Tanumānasī (Sanskrit:    ) is the third stage or bhumika of wisdom in the waking state, at which stage the mind, through development of profound indifference towards objects, is stated to become as thin as a thread - Tanu means 'thread' and manas means the 'mind'. During this stage of awakening the aspirant gives up all hankering after sensual objects.

The seven stages of wisdom that characterize a Jivanmukta were mentioned by Ribhu to his son, Nidāgha,  in the Varahu Upanishad, which stages are – a) Shubhecha ('good desire or intention'), b) Vicharana ('enquiry and contemplation'), c) Tanumanasi ('the mind rid of hankering after objects'), d) Sattvapatti ('the purified Chit resting on the Atman'), e) Asamsakti ('perfect non-attachment to objects'), f) Padartha-bhavana ('analysis of objects or love for objects'), g) Turiyattita ('superconsciouness' or moksha). With the first three stages working amidst differences and non-differences in the waking state  the aspirant i.e. the seeker after Truth, is called Mumukshu. The first three stages or bhumikas viz; the good intention to pursue the right path, the investigation into ways and means required for gain of knowledge, and the attenuation of the mind, are under the Jagrat ('waking') state when awake one sees the universe and assumes it to be really existent; the third stage is also called Asanga-bhavana in which stage if death occurs the human being is re-born on earth as a jnani ('wise person') after spending a longer time in the heaven. These seven stages are also termed as the seven essential qualifications required for experiencing the highest bliss.

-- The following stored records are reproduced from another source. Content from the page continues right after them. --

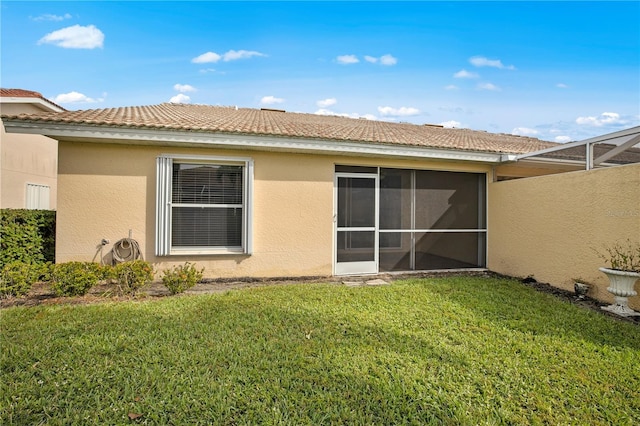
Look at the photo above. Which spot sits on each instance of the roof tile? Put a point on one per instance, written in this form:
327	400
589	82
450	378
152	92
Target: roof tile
217	119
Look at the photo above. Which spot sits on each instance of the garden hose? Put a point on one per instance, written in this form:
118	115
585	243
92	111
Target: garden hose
125	250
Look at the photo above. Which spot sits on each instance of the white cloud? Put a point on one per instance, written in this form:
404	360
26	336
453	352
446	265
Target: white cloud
51	17
347	59
75	98
524	131
270	100
398	112
465	74
206	58
603	119
481	61
184	88
327	102
488	86
75	37
324	111
388	60
231	55
451	124
180	99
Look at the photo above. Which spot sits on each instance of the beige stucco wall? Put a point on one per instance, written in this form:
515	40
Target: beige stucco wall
25	159
106	190
551	226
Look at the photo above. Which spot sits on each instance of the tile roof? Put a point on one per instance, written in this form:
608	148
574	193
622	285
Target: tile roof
247	121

In order to experience the truth about one’s own self a preparation through investigation into one’s own true nature and meditation is required, rising above the body-thought, to reach the stage of tanumanasi to directly apprehend pure awareness, as long as man does not give identification of the atman with the body etc; till then he does not get liberated, this wrong identification is required to be renounced, this is rising above the body-thought.